Reputation: 23
I need to extract ~5000 lines from a file with ~300,000 lines on bash (OSX). Running
sed '128082p;128083p;...(4996 numbers)....;159845q;d' file > output
gives the error
sed: 1: "128082p;128083p;128084p ...": command expected
This same command works if I try to extract 10 lines only. Whereas running
for i in `cat line_file`; do sed -n "$ip" file; done >> output
creates a file that's more than ~5000 lines long. What's the right command in either case?
Edit: this is not a range of numbers.
Upvotes: 2
Views: 356
Reputation: 437833
Tip of the hat to Jonathan Leffler for his help.
It looks like BSD sed
as used on macOS (as of macOS 10.12.1) has a hard limit on the size of each line of a script that can be passed to it: 2048
bytes.
When passed as a command-line argument (implicitly as the first operand, or explicitly via -e
options), scripts are typically passed as a single line, as you did.
If that single line gets too long, it is regrettably blindly cut off, typically resulting in a seemingly random syntax error, like the one you saw.

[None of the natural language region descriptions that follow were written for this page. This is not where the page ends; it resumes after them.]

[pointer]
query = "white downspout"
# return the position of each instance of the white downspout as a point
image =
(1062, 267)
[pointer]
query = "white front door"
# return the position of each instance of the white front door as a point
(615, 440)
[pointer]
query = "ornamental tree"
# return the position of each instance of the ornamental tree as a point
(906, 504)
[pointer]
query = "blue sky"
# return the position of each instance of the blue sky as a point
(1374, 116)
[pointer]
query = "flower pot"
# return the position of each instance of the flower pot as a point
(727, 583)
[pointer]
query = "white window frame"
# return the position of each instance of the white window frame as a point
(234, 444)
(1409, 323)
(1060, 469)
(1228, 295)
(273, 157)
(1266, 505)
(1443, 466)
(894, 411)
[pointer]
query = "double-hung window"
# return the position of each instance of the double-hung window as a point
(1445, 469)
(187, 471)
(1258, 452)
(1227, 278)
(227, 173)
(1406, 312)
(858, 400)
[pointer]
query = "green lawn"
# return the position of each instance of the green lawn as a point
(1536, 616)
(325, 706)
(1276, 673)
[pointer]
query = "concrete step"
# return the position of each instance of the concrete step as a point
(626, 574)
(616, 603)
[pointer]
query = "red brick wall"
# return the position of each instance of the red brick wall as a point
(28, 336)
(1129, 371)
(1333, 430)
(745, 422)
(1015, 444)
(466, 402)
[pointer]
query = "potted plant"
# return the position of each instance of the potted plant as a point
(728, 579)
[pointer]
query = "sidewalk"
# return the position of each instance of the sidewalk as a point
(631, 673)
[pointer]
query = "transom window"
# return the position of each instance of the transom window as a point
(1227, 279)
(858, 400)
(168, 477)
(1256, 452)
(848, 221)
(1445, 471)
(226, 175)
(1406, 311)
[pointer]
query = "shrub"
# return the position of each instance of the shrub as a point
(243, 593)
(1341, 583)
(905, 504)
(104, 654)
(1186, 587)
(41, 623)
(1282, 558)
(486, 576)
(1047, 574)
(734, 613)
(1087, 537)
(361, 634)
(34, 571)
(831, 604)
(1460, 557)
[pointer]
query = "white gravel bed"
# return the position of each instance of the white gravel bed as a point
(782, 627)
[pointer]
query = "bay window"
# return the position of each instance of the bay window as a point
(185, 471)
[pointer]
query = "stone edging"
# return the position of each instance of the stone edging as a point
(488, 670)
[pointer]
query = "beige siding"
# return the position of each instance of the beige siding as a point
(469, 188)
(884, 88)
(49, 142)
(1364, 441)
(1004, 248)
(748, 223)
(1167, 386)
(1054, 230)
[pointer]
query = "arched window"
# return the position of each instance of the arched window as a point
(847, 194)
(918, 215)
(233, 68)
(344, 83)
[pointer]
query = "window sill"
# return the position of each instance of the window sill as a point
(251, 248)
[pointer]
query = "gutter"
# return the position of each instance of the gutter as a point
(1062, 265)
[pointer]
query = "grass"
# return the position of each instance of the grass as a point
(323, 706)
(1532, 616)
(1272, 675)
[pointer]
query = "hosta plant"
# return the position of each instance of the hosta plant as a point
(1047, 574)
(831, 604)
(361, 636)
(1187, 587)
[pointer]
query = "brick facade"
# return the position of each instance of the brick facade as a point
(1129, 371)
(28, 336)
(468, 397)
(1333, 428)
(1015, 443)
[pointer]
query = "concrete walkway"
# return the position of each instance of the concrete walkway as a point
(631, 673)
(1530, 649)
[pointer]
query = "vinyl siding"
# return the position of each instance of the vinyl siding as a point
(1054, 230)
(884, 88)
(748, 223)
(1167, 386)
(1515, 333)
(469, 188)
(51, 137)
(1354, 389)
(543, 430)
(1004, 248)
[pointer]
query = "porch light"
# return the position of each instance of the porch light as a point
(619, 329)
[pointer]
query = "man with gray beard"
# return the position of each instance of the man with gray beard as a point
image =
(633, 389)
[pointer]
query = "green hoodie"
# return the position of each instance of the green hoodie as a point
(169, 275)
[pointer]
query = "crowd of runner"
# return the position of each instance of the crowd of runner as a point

There are two workarounds:
Make sure that your script contains only short-enough lines by separating commands with \n
(newlines) instead of ;
and/or split your script across multiple -e
options (which is cumbersome).
Provide the entire script via a file, using the -f
option, in which case all commands must be separated with \n
rather than ;
anyway.
In the unlikely event that your script is too long to fit on a single command line (a limit imposed by the system - see bottom), using -f
is your only option.
Here's an example of a command-line script that is too long:
$ sed -n "$(printf '%sp;' {1..432})" <<<'line 1'
sed: 1: "1p;2p;3p;4p;5p;6p;7p;8p ...": command expected # !! ERROR
Even though the script is syntactically correct, cutting its one and only line off at 2048 bytes leaves it incorrect, resulting in the seemingly random command expected
error.
In this case, working around the limitation is simple: by replacing ;
with \n
, the individual lines become short enough:
$ sed -n "$(printf '%sp\n' {1..432})" <<<'line 1'
line 1 # OK
Since you already have a file of line numbers - line_file
- you can use an auxiliary sed
command to create your \n
-separated script from it:
$ sed -n "$(sed 's/$/p/' line_file)" file > output
Here's how to solve the problem via a script file passed via -f
, in which the commands are \n
-separated fixes the problem:
$ printf '%sp\n' {1..432} > script.sed # Create script file with \n-separated commands.
$ sed -n -f "script.sed" <<<'line 1' # Pass script file via -f
line 1 # OK
Note: Using a process substitution (sed -n -f <(printf ...) ...
) as an ad-hoc script file inexplicably does not work.
Also note that the overall max. length of a command line for invoking an external utility such as sed
on macOS (as of 10.12) is 262144
(256 KB; determined with getconf ARG_MAX
), and in practice the limit is lower, because the size of the environment-variable block plays a role.
If you were to hit that limit, however, you'd get a more helpful error message: Argument list too long
.
Upvotes: 3